Dr. Ihsan Buhulaiga, founder of Joatha Business Development Consultants, described the 2025 budget as expansionary, aimed at meeting the financing needs of economic diversification programs. He stressed that the budget deficit is an “optional” one, reflecting a deliberate choice to prioritize Vision 2030 initiatives over immediate fiscal balance.

Buhulaiga explained that the Kingdom’s approach balances two options: limiting spending to available revenues, which would avoid deficits but delay Vision 2030 initiatives, or borrowing strategically to fund Vision 2030 goals. He said that the annual budget is just a component of the larger vision, which requires sustained funding until 2030.

He continued that Saudi Arabia’s fiscal space and creditworthiness allow it to borrow internationally at competitive rates, explaining that this flexibility ensures financial sustainability without compromising stability, even during challenges like the COVID-19 pandemic.

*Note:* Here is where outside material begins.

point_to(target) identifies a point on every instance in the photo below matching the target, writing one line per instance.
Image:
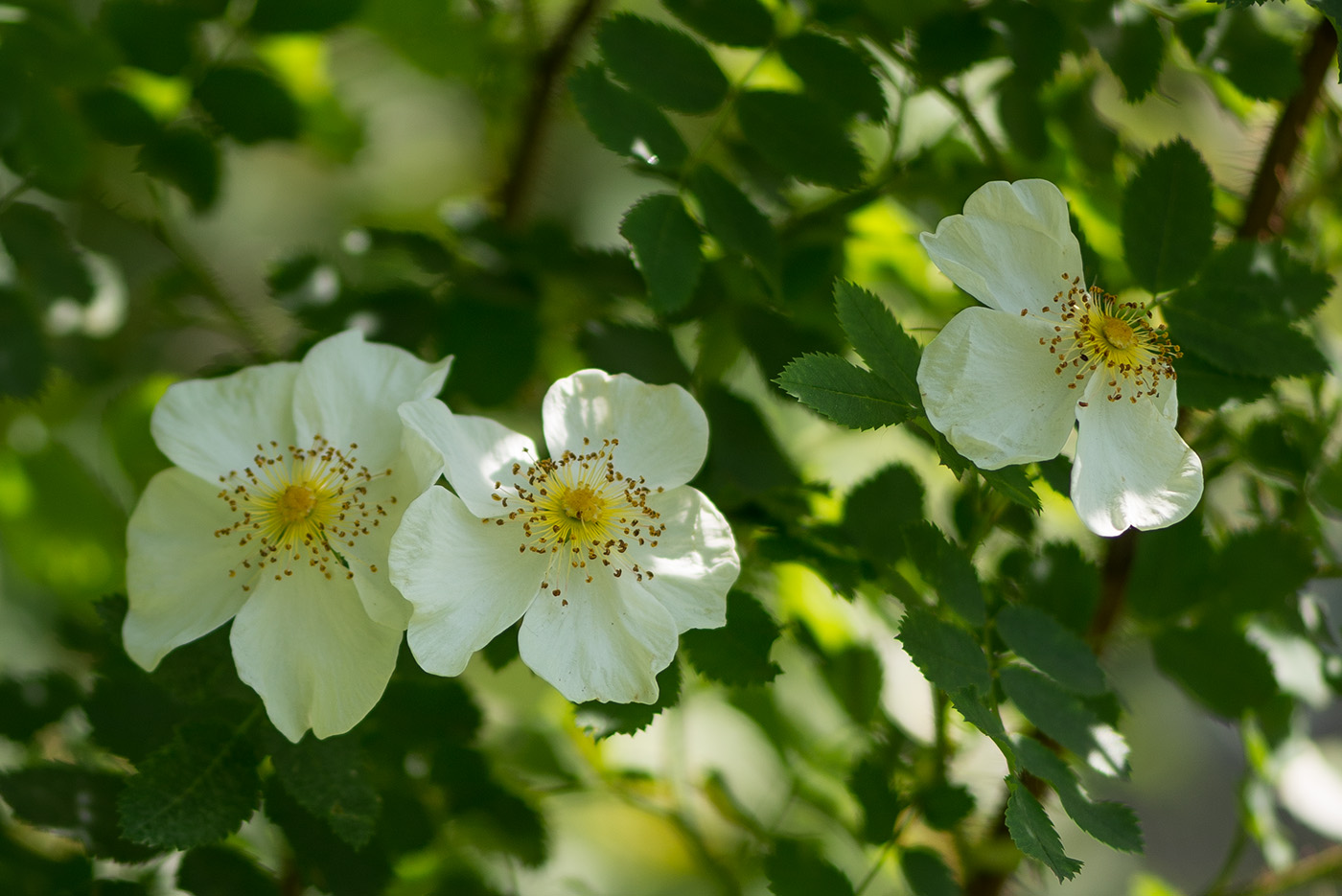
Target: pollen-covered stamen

Saudi Arabia’s debt portfolio remains balanced, with two-thirds of its debt domestic and one-third external. As of Q3 2024, public debt stood at approximately SAR 1.2 trillion, below the 30% GDP ceiling. According to the Ministry of Finance, the budget deficit is expected to persist through 2027 but remain below 3% of GDP.

Buhulaiga highlighted the importance of capital expenditure, which reached SAR 186 billion in 2023 and is projected to rise to SAR 198 billion in 2024, a 6.5% increase.

He emphasized the government’s pivotal role in economic diversification, supported by investments from the Public Investment Fund (PIF), the National Development Fund, and its subsidiaries, including the Infrastructure Fund.

The PIF recently announced a $7 billion Murabaha credit facility, facilitated by Citigroup, Goldman Sachs International, and JPMorgan. Meanwhile, the NDMC arranged a $2.5 billion revolving credit facility earlier in January, compliant with Islamic principles, to address budgetary needs.

In November, Moody’s upgraded Saudi Arabia’s credit rating to Aa3, aligning with Fitch’s A+ rating, both with a stable outlook. S&P Global assigns the Kingdom an AA-1 rating with a positive outlook, reflecting a high ability to meet financial obligations with low credit risk.

The IMF estimates Saudi Arabia’s public debt-to-GDP ratio at 26.2% in 2024, describing it as low and sustainable. This is projected to rise to 35% by 2029 as foreign borrowing continues to play a key role in financing deficits.